TzviyaSiegman commented 5 years ago

Thanks. We'll add it to discussion on Monday.

iherman commented 5 years ago

As the person raising the original issue: I am perfectly fine if the answer to the question:

The HTML TOC structure and extraction ignores sectioning content and hidden elements from the TOC. Is there a need to ignore others?

is a "no", and we close this issue with no further action.

iherman commented 5 years ago

This issue was discussed in a meeting.

TzviyaSiegman commented 5 years ago

anecdotal evidence about restrictions of EPUB (note I am not saying we should include these things in WPUB, just offering stories). Some of these can be addressed by best practices.
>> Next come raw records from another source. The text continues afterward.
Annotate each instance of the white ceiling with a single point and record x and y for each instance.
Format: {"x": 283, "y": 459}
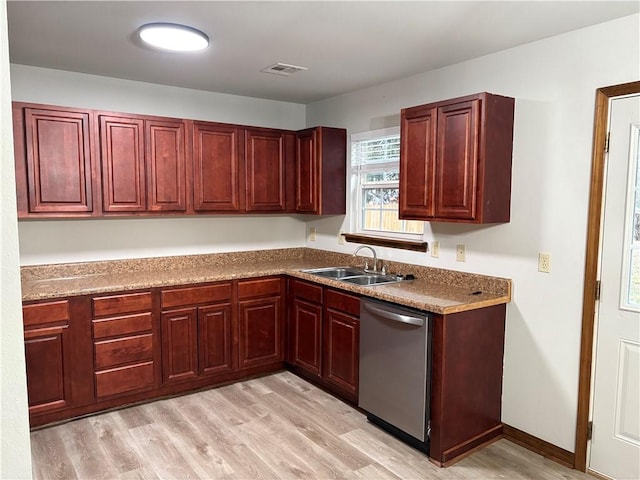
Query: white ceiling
{"x": 346, "y": 45}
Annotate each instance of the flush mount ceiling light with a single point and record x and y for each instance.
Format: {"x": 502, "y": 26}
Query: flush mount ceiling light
{"x": 173, "y": 37}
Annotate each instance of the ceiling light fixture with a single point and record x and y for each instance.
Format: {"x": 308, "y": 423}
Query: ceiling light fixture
{"x": 173, "y": 37}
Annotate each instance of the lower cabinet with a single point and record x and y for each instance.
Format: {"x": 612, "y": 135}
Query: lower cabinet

mteixeira-wwn commented 5 years ago

@TzviyaSiegman, to your note (though tangential to the conversation in general; apologies to Ivan):

Authors want to include math in TOC

We have real use cases where in-line chemistry and music (!) notation are also important and irreplaceable. Norton used SVGs in the past, against better judgment, but it worked in our reader, which parses and sets the TOC as HTML. I imagine other publishers would also expect stuff like MathML.

More on topic: I would be happy to contribute samples of many of our various TOC "types", if that's a way forward to iterating on the parsing logic. Norton Anthologies, for example, could make good use of sectionable navigation docs.

iherman commented 5 years ago

@mteixeira-wwn such examples would be really useful. We should use to test the current extraction algorithm (@mattgarrish has a running implementation code, afaik). Thx!

iherman commented 5 years ago

This issue was discussed in a meeting.